When the body has increased levels of ROS (ie, when it is experiencing oxidative stress), widespread damage may result. At high concentrations, free radicals can damage fats, proteins, and nucleic acids. They can also cause cell death, gene mutations, and cancer (Moslen 1994). Several diseases may be the result of cellular and genetic damage caused by free radicals, including several immune disorders (Moslen 1994).

In order to reduce the damage caused by elevated free radicals and cytokines (both part of the natural immune system), the body fights back by producing antioxidants and hormones (eg, cortisol) to suppress the immune system (Grimble 1996). Antioxidants are valuable because they pair with unstable free radicals, thereby limiting the damage free radicals can inflict on other cells.

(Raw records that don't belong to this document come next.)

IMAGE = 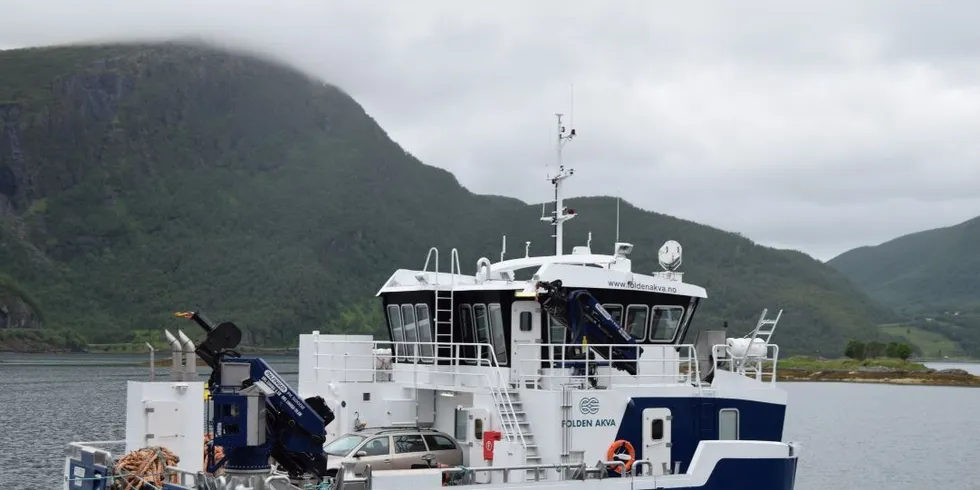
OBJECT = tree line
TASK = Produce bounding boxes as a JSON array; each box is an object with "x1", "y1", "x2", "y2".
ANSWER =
[{"x1": 844, "y1": 340, "x2": 912, "y2": 361}]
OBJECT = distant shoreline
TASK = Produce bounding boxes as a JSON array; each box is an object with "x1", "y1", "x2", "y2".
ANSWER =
[
  {"x1": 776, "y1": 369, "x2": 980, "y2": 388},
  {"x1": 776, "y1": 356, "x2": 980, "y2": 387}
]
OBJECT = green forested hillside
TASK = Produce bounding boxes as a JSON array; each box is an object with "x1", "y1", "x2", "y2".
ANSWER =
[
  {"x1": 828, "y1": 217, "x2": 980, "y2": 356},
  {"x1": 0, "y1": 44, "x2": 889, "y2": 354}
]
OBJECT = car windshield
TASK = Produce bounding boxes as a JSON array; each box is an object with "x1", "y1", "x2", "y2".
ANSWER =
[{"x1": 323, "y1": 434, "x2": 364, "y2": 456}]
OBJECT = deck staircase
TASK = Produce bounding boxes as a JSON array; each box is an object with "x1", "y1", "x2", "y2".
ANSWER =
[
  {"x1": 422, "y1": 247, "x2": 462, "y2": 359},
  {"x1": 728, "y1": 308, "x2": 783, "y2": 376},
  {"x1": 497, "y1": 388, "x2": 541, "y2": 479}
]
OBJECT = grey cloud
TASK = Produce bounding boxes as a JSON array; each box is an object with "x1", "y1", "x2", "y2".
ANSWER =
[{"x1": 0, "y1": 0, "x2": 980, "y2": 259}]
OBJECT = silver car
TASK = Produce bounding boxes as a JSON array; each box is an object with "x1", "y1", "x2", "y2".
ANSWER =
[{"x1": 323, "y1": 427, "x2": 463, "y2": 475}]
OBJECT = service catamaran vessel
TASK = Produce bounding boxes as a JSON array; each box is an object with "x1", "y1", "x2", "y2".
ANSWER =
[{"x1": 63, "y1": 115, "x2": 799, "y2": 490}]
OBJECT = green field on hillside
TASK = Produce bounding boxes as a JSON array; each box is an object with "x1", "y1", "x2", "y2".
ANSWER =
[{"x1": 878, "y1": 323, "x2": 966, "y2": 358}]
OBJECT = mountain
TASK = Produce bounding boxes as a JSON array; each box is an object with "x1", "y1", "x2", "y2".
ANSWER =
[
  {"x1": 828, "y1": 217, "x2": 980, "y2": 356},
  {"x1": 0, "y1": 43, "x2": 889, "y2": 355},
  {"x1": 827, "y1": 217, "x2": 980, "y2": 312}
]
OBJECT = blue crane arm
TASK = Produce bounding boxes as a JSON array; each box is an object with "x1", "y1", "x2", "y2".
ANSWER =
[
  {"x1": 177, "y1": 312, "x2": 334, "y2": 480},
  {"x1": 537, "y1": 280, "x2": 643, "y2": 375}
]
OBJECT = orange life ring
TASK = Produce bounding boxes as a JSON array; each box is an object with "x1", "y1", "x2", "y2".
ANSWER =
[{"x1": 606, "y1": 439, "x2": 636, "y2": 474}]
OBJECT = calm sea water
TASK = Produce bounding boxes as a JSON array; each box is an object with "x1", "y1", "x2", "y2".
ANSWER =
[{"x1": 0, "y1": 354, "x2": 980, "y2": 490}]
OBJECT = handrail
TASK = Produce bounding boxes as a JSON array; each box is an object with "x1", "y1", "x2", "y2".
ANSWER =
[
  {"x1": 711, "y1": 344, "x2": 779, "y2": 384},
  {"x1": 512, "y1": 342, "x2": 702, "y2": 390},
  {"x1": 313, "y1": 340, "x2": 527, "y2": 450}
]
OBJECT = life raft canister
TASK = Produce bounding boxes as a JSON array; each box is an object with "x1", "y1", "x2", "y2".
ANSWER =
[{"x1": 606, "y1": 439, "x2": 636, "y2": 474}]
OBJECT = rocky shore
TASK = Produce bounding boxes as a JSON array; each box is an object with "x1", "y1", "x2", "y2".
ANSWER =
[{"x1": 776, "y1": 364, "x2": 980, "y2": 387}]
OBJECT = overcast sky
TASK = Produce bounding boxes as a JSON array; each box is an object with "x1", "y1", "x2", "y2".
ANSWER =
[{"x1": 0, "y1": 0, "x2": 980, "y2": 259}]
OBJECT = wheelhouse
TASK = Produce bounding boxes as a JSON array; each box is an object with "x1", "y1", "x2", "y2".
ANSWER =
[{"x1": 378, "y1": 243, "x2": 706, "y2": 366}]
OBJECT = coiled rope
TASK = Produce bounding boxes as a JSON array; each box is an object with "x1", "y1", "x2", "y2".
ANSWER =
[{"x1": 112, "y1": 446, "x2": 180, "y2": 490}]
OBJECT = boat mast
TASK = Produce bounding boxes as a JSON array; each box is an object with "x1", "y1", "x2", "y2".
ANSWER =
[{"x1": 541, "y1": 114, "x2": 575, "y2": 255}]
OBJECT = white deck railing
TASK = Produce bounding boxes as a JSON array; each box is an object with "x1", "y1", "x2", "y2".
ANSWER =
[
  {"x1": 711, "y1": 344, "x2": 779, "y2": 384},
  {"x1": 512, "y1": 343, "x2": 701, "y2": 388},
  {"x1": 313, "y1": 339, "x2": 527, "y2": 449}
]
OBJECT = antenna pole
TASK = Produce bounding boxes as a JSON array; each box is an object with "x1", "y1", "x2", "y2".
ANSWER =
[
  {"x1": 616, "y1": 193, "x2": 619, "y2": 242},
  {"x1": 541, "y1": 113, "x2": 575, "y2": 255}
]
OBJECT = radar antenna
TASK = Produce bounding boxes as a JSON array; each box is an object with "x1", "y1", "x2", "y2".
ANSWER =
[{"x1": 541, "y1": 113, "x2": 576, "y2": 255}]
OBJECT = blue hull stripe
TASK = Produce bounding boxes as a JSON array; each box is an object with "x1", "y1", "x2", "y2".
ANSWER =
[
  {"x1": 610, "y1": 397, "x2": 786, "y2": 474},
  {"x1": 648, "y1": 458, "x2": 798, "y2": 490}
]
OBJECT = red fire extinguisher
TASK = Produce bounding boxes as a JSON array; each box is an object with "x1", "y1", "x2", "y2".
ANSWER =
[{"x1": 483, "y1": 430, "x2": 502, "y2": 461}]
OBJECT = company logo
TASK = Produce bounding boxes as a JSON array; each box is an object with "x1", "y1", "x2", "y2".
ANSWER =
[
  {"x1": 262, "y1": 369, "x2": 289, "y2": 395},
  {"x1": 609, "y1": 281, "x2": 677, "y2": 294},
  {"x1": 578, "y1": 396, "x2": 599, "y2": 415}
]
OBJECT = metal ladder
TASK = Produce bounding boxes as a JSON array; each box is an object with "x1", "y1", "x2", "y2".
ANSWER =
[
  {"x1": 422, "y1": 247, "x2": 462, "y2": 359},
  {"x1": 728, "y1": 308, "x2": 783, "y2": 374},
  {"x1": 497, "y1": 388, "x2": 541, "y2": 472}
]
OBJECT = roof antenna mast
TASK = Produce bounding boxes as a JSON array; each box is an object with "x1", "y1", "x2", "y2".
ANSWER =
[{"x1": 541, "y1": 88, "x2": 575, "y2": 255}]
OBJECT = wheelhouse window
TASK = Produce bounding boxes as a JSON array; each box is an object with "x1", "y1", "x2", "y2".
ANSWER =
[
  {"x1": 388, "y1": 305, "x2": 405, "y2": 357},
  {"x1": 548, "y1": 315, "x2": 568, "y2": 344},
  {"x1": 602, "y1": 304, "x2": 623, "y2": 326},
  {"x1": 718, "y1": 408, "x2": 739, "y2": 441},
  {"x1": 520, "y1": 311, "x2": 534, "y2": 332},
  {"x1": 650, "y1": 306, "x2": 684, "y2": 342},
  {"x1": 488, "y1": 303, "x2": 507, "y2": 366},
  {"x1": 473, "y1": 305, "x2": 492, "y2": 359},
  {"x1": 402, "y1": 305, "x2": 419, "y2": 357},
  {"x1": 415, "y1": 304, "x2": 434, "y2": 362},
  {"x1": 454, "y1": 305, "x2": 476, "y2": 364},
  {"x1": 623, "y1": 305, "x2": 650, "y2": 340}
]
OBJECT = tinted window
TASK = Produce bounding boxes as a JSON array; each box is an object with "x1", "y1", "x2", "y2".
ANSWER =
[
  {"x1": 361, "y1": 436, "x2": 390, "y2": 456},
  {"x1": 521, "y1": 311, "x2": 532, "y2": 332},
  {"x1": 402, "y1": 305, "x2": 419, "y2": 344},
  {"x1": 473, "y1": 305, "x2": 490, "y2": 357},
  {"x1": 425, "y1": 434, "x2": 456, "y2": 451},
  {"x1": 388, "y1": 305, "x2": 405, "y2": 356},
  {"x1": 718, "y1": 408, "x2": 738, "y2": 441},
  {"x1": 602, "y1": 305, "x2": 623, "y2": 326},
  {"x1": 623, "y1": 305, "x2": 650, "y2": 340},
  {"x1": 548, "y1": 316, "x2": 568, "y2": 344},
  {"x1": 650, "y1": 419, "x2": 664, "y2": 441},
  {"x1": 415, "y1": 305, "x2": 433, "y2": 360},
  {"x1": 490, "y1": 303, "x2": 507, "y2": 366},
  {"x1": 650, "y1": 306, "x2": 684, "y2": 341},
  {"x1": 394, "y1": 434, "x2": 427, "y2": 454},
  {"x1": 459, "y1": 305, "x2": 476, "y2": 343}
]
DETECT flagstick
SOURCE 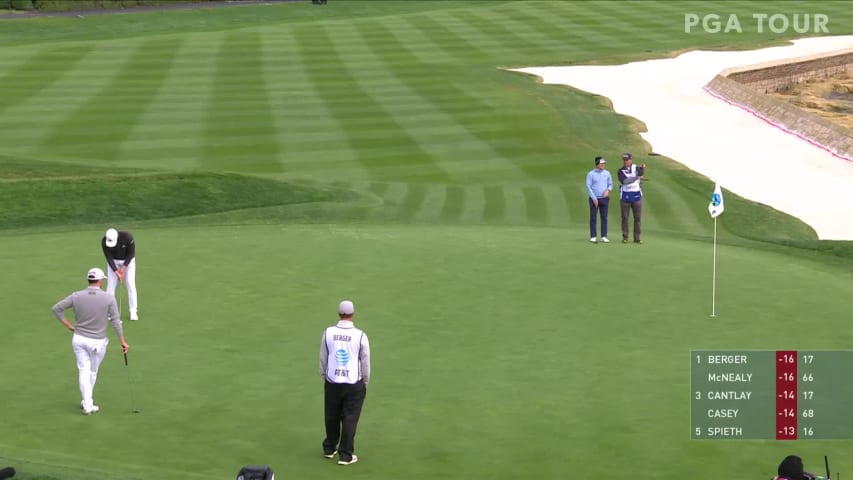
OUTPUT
[711,217,717,317]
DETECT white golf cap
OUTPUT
[338,300,355,315]
[104,228,118,248]
[86,267,107,280]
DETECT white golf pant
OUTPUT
[107,258,137,316]
[71,333,110,410]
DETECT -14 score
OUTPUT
[779,390,814,400]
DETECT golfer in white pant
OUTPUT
[101,228,139,320]
[53,268,130,415]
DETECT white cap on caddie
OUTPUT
[338,300,355,315]
[104,228,118,248]
[86,267,107,280]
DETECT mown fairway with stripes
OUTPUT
[0,0,853,480]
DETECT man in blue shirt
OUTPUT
[586,157,613,243]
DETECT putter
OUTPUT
[124,353,139,413]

What You Have Learned So Far...

  • The immune system declines as we age, making us more susceptible to various diseases and pathogens.
  • Immune system health is closely related to stress, frequency of exercise, and nutritional status. Poor intake of vital nutrients is closely associated with depressed immune response and increased rate of disease.
  • The immune system has two primary defense mechanisms: natural, which uses white blood cells and physical barriers to protect against disease, and acquired, in which specialized cells generate antibodies to defend against specific pathogens.
  • Inflammation is caused by multiple factors, including microorganisms, physical stress, tissue death, and inappropriate immune response. Chronic inflammation is linked to diseases such as heart disease. Inflammation is mediated by cytokines and free radicals. It is an important immune system response, but can also be dangerous because a chronic inflammatory state is linked to various diseases of aging.
  • Free radicals are unstable molecules that readily react with other molecules, especially oxygen, to change their chemical composition. Antioxidants are used by the body to scavenge for free radicals and limit the amount of damage they can cause.